Toxoplasma effector MAF1 mediates recruitment of host mitochondria and impacts the host response.

Recent information has revealed the functional diversity and importance of mitochondria in many cellular processes including orchestrating the innate immune response. Intriguingly, several infectious agents, such as Toxoplasma, Legionella, and Chlamydia, have been reported to grow within vacuoles surrounded by host mitochondria. Although many hypotheses have been proposed for the existence of host mitochondrial association (HMA), the causes and biological consequences of HMA have remained unanswered. Here we show that HMA is present in type I and III strains of Toxoplasma but missing in type II strains, both in vitro and in vivo. Analysis of F1 progeny from a type II×III cross revealed that HMA is a Mendelian trait that we could map. We use bioinformatics to select potential candidates and experimentally identify the polymorphic parasite protein involved, mitochondrial association factor 1 (MAF1). We show that introducing the type I (HMA+) MAF1 allele into type II (HMA-) parasites results in conversion to HMA+ and deletion of MAF1 in type I parasites results in a loss of HMA. We observe that the loss and gain of HMA are associated with alterations in the transcription of host cell immune genes and the in vivo cytokine response during murine infection. Lastly, we use exogenous expression of MAF1 to show that it binds host mitochondria and thus MAF1 is the parasite protein directly responsible for HMA. Our findings suggest that association with host mitochondria may represent a novel means by which Toxoplasma tachyzoites manipulate the host. The existence of naturally occurring HMA+ and HMA- strains of Toxoplasma, Legionella, and Chlamydia indicates the existence of evolutionary niches where HMA is either advantageous or disadvantageous, likely reflecting tradeoffs in metabolism, immune regulation, and other functions of mitochondria.

Immune profiling of pregnant Toxoplasma-infected US and Colombia patients reveals surprising impacts of infection on peripheral blood cytokines.

In North America (NA) and Europe, the majority of toxoplasmosis cases are benign and generally asymptomatic, whereas in South America (SA) toxoplasmosis is associated with much more severe symptoms in adults and congenitally infected children.
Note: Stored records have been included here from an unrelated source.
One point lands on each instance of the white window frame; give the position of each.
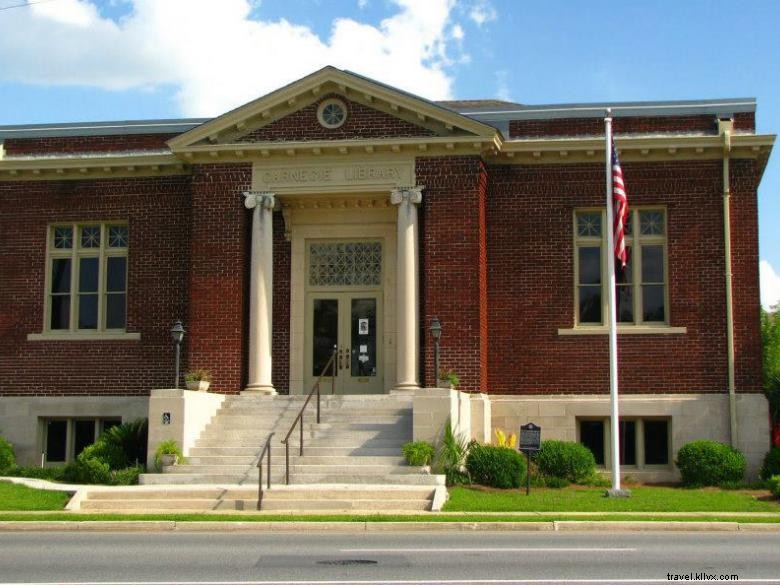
(70, 435)
(639, 445)
(634, 242)
(75, 253)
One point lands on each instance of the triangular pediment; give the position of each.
(293, 114)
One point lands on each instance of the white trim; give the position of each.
(82, 336)
(624, 330)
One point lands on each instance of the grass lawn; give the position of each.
(19, 497)
(584, 499)
(369, 518)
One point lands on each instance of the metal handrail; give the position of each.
(315, 388)
(266, 449)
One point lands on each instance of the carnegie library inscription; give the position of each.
(316, 177)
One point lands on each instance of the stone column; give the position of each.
(261, 292)
(408, 297)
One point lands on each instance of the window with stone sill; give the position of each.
(65, 438)
(642, 287)
(644, 442)
(87, 278)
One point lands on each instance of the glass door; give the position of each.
(350, 323)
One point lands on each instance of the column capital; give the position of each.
(261, 199)
(411, 195)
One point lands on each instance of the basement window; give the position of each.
(65, 438)
(644, 442)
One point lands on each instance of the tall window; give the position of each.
(87, 277)
(641, 287)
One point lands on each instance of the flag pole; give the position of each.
(612, 315)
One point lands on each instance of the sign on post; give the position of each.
(530, 441)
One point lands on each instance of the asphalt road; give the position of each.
(410, 558)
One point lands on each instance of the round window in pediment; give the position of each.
(332, 113)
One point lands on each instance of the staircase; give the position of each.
(349, 458)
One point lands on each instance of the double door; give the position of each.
(350, 323)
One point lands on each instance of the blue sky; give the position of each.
(77, 60)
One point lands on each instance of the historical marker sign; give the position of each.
(530, 437)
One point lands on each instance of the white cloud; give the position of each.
(457, 32)
(215, 53)
(770, 285)
(502, 91)
(482, 12)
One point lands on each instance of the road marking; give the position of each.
(472, 550)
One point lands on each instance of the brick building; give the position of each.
(340, 211)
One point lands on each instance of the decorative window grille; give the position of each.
(345, 264)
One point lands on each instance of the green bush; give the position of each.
(168, 447)
(108, 453)
(418, 453)
(710, 463)
(771, 466)
(451, 457)
(7, 455)
(126, 476)
(88, 470)
(566, 460)
(555, 482)
(774, 485)
(499, 467)
(49, 473)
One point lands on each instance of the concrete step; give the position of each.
(297, 479)
(342, 505)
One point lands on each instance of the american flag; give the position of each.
(621, 207)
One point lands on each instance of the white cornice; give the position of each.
(91, 167)
(291, 98)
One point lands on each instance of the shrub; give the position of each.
(451, 457)
(418, 453)
(169, 447)
(127, 476)
(774, 485)
(131, 439)
(105, 452)
(566, 460)
(710, 463)
(771, 466)
(499, 467)
(556, 482)
(87, 470)
(7, 455)
(49, 473)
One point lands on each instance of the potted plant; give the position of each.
(448, 379)
(168, 453)
(198, 379)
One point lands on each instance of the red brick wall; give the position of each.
(281, 308)
(744, 266)
(362, 122)
(219, 274)
(73, 144)
(451, 250)
(631, 125)
(157, 211)
(531, 289)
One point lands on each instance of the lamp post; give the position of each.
(436, 334)
(177, 334)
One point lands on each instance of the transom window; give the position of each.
(345, 264)
(641, 287)
(87, 277)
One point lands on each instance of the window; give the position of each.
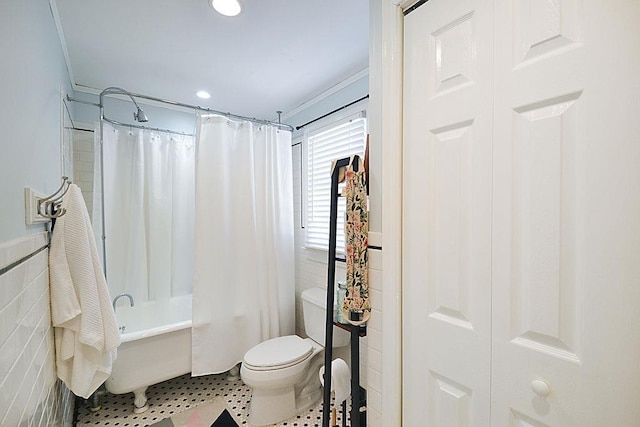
(337, 140)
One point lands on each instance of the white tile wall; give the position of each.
(29, 391)
(83, 160)
(311, 270)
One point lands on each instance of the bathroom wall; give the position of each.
(31, 112)
(311, 265)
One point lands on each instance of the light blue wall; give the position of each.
(32, 74)
(353, 91)
(346, 95)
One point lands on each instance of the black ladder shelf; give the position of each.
(358, 414)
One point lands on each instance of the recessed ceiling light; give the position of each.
(227, 7)
(203, 94)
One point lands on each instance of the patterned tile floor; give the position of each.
(180, 394)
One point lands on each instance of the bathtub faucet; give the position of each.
(120, 296)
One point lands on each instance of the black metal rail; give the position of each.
(356, 417)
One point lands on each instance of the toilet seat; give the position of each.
(278, 353)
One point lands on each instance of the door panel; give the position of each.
(521, 214)
(446, 248)
(565, 200)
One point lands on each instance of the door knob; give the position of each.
(541, 388)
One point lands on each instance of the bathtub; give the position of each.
(156, 346)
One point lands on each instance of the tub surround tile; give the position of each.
(29, 391)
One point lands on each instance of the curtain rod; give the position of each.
(331, 112)
(193, 107)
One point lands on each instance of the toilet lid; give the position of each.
(278, 352)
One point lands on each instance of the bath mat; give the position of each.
(213, 413)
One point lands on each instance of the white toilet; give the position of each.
(283, 372)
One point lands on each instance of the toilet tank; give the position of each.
(314, 302)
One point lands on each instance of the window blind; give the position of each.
(335, 141)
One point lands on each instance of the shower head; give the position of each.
(140, 116)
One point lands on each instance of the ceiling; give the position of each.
(276, 55)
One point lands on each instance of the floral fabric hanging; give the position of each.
(356, 307)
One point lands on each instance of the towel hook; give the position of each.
(50, 206)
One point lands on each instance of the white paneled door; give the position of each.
(447, 214)
(521, 250)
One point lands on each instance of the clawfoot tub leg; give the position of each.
(140, 400)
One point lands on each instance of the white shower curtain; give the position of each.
(149, 212)
(243, 290)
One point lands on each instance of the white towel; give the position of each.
(85, 328)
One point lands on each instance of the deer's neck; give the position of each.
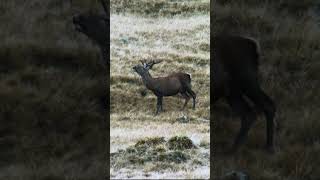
(147, 80)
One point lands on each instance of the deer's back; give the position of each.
(172, 84)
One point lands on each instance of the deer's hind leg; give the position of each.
(266, 104)
(240, 106)
(159, 104)
(192, 94)
(187, 98)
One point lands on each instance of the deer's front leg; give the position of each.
(159, 104)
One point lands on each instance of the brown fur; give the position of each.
(170, 85)
(235, 78)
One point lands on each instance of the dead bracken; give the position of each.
(180, 143)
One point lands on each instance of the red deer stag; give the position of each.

The reasons for these differences remain unknown; currently, there is little information from patients in either region on how the immune system responds to infection with Toxoplasma gondii. Here, we report the relative abundance of 51 serum cytokines from acute and chronic toxoplasmosis cohorts of pregnant women from the United States, where approximately one-half of clinical isolates are Type II, and Colombia, where clinical isolates are generally "atypical" or Type I-like strains. Surprisingly, the results showed notably lower levels of 23 cytokines in acutely infected patients from the United States, relative to uninfected US controls. In acutely infected Colombian patients, however, only 8 cytokine levels differed detectably with 4 being lower and 4 higher relative to uninfected controls. Strikingly, there were also differences in the cytokine profiles of the chronically infected patients relative to uninfected controls in the US cohort. Hence, Toxoplasma appears to specifically impact levels of circulating cytokines, and our results may partly explain region-specific differences in the clinical spectrum of toxoplasmosis.

Association of host mitochondria with the parasitophorous vacuole during Toxoplasma infection is not dependent on rhoptry proteins ROP2/8.

Previous work has proposed rhoptry protein 2 (ROP2) as the physical link that tethers host mitochondria to the parasitophorous vacuole membrane (PVM) surrounding the intracellular parasite, Toxoplasma gondii. A recent analysis of the ROP2 structure, however, raised questions about this model. To determine whether ROP2 is necessary, we created a parasite line that lacks the entire ROP2 locus consisting of the three closely related genes, ROP2a, ROP2b and ROP8. We show that this knockout mutant retains the ability to recruit host mitochondria in a manner that is indistinguishable from the parental strain, re-opening the question of which molecules mediate this association.